The beginning of [“Doing My Best”], it was July 3rd. We were in Butte, Montana. On July 3rd, they let all the fireworks off. And then the next day, the town on July 4th is dead! I mean, totally empty! I forget what day it fell on, but as a band, we went down to this laundry mat… And there ain’t much in Butte, Montana! We were just doin’ our laundry and I think it was payday. I talked to my manager and he told us how much everybody’s getting paid. And I just told him, I was like, “I can’t pay these guys this! I can’t!” One more time, you tell your guys what they’re gettin’ paid, and you see their faces fall!

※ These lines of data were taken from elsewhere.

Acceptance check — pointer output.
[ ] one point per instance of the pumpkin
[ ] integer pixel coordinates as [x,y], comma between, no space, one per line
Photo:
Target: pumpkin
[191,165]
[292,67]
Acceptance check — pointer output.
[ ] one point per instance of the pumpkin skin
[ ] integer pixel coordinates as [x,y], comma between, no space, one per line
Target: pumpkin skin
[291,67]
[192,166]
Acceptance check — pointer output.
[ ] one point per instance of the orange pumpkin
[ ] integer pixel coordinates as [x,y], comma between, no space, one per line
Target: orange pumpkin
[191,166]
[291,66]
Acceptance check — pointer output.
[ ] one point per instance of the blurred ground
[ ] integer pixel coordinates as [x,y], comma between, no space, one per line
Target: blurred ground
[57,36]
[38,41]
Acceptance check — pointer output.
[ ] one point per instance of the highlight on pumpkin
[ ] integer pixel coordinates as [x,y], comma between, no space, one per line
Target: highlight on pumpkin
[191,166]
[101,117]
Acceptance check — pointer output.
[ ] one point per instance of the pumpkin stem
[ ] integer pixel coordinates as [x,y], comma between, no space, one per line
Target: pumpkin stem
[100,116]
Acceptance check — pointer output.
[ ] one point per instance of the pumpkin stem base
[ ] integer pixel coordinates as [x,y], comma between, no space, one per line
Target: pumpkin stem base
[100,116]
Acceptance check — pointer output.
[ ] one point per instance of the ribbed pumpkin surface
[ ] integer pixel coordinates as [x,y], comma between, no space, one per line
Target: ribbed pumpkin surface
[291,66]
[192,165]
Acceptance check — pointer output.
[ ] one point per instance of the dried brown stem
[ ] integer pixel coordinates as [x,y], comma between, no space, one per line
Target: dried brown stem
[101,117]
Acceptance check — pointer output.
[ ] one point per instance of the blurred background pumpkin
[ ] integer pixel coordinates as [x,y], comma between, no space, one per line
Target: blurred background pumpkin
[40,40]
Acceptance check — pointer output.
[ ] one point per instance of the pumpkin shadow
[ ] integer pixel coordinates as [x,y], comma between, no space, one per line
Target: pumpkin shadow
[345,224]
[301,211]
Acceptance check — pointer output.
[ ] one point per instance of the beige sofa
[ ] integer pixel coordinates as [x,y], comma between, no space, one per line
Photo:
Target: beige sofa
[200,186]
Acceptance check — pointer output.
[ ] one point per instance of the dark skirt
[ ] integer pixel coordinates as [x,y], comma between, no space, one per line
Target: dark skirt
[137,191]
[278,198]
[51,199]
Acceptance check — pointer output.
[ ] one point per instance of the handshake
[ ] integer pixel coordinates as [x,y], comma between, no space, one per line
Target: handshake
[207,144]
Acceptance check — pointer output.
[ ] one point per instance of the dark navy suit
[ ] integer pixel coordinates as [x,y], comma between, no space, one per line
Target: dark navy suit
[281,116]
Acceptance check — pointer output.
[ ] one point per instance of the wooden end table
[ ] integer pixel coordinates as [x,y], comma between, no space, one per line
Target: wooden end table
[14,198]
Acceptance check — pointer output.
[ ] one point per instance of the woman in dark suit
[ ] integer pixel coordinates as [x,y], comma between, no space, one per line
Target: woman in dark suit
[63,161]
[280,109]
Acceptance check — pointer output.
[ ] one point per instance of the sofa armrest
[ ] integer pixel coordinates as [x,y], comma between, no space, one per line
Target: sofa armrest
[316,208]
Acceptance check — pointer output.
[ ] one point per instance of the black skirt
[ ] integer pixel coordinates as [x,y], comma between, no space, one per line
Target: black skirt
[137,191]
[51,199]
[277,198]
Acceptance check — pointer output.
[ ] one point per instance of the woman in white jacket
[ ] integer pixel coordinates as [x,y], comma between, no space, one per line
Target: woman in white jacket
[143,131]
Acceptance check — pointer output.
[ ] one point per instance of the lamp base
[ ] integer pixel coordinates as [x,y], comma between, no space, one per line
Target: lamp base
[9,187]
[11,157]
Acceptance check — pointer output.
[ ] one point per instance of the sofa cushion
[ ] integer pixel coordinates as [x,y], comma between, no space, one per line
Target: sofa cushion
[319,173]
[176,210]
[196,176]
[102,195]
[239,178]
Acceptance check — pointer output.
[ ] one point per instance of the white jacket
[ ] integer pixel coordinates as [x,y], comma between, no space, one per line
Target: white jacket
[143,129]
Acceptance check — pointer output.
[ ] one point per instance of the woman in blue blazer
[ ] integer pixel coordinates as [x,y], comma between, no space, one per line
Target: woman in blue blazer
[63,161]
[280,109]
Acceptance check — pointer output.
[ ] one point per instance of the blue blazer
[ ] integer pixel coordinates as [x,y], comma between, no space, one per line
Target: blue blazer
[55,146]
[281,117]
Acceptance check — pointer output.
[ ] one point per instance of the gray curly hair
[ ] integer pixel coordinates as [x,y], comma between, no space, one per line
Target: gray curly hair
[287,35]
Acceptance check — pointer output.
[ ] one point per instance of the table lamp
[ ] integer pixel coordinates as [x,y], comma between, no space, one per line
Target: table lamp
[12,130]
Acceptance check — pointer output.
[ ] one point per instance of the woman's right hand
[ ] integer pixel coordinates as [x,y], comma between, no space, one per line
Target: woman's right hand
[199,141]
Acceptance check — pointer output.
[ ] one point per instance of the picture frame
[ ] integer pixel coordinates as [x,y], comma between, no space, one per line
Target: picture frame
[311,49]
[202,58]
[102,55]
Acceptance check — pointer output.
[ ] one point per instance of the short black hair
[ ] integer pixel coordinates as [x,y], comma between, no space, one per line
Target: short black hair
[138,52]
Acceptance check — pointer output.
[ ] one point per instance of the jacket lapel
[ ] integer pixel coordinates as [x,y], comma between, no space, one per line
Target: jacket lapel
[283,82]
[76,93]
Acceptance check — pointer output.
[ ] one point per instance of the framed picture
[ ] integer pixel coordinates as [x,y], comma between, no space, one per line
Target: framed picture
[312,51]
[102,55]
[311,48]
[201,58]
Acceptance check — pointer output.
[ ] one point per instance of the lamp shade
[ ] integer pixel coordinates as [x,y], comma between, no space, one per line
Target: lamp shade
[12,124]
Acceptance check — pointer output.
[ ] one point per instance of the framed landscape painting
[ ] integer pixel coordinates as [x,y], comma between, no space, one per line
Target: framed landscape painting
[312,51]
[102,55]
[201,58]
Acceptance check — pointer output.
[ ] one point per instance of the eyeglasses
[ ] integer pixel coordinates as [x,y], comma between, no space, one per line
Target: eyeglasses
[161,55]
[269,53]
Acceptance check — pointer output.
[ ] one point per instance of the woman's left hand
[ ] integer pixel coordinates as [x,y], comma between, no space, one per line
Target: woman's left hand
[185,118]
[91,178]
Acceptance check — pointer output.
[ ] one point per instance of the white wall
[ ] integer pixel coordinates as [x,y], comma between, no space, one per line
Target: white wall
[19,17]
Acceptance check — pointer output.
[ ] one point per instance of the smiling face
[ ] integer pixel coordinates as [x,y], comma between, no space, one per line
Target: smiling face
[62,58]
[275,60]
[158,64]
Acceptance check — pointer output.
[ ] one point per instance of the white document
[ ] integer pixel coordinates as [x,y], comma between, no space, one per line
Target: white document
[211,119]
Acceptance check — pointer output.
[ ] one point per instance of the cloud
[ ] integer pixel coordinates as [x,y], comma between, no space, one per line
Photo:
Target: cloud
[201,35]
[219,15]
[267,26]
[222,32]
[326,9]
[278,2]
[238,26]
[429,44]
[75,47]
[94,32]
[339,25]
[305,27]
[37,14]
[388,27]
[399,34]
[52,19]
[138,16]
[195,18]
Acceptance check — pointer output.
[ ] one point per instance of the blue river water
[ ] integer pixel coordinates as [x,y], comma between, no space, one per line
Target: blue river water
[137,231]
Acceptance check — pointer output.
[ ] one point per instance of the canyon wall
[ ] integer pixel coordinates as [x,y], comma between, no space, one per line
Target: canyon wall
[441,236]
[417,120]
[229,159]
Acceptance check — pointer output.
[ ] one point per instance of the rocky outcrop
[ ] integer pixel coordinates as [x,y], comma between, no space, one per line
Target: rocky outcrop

It’s just a song about us traveling, really, and tryin’ to stay positive, you know? We love traveling. Some bands, they don’t like touring. We all love it!
So what’s that lookin’ like now? You’ve been back out. I looked at your summer dates, and you were very busy. Comin’ up here next month, you start a big, long run that tapers off a little bit towards Thanksgiving, but I can only imagine what your 2022’s lookin’ like. How are you feelin’ about bein’ back out and what does the future look like for you on the road?
I told my wife before the pandemic that I didn’t want to be 45 years old ridin’ around in a van. I just don’t wanna do it. And now in 2021, goin’ into ’22, that’s all I wanna do! Hopefully, we get to go to Europe next year. I don’t know what the deal is. The world is upside down a little bit. We just did a couple of weeks out West. We went down to Texas and out to Oklahoma and it was fine. I feel like people are kinda pretendin’ still, which is fine. We’re all kinda pretendin’. I don’t know what to think. I don’t know what to make of it. I don’t think my band knows what to make of it either!
Just keep doin’ your best is all, I guess.
Yeah, right? That’s what everybody’s doin’!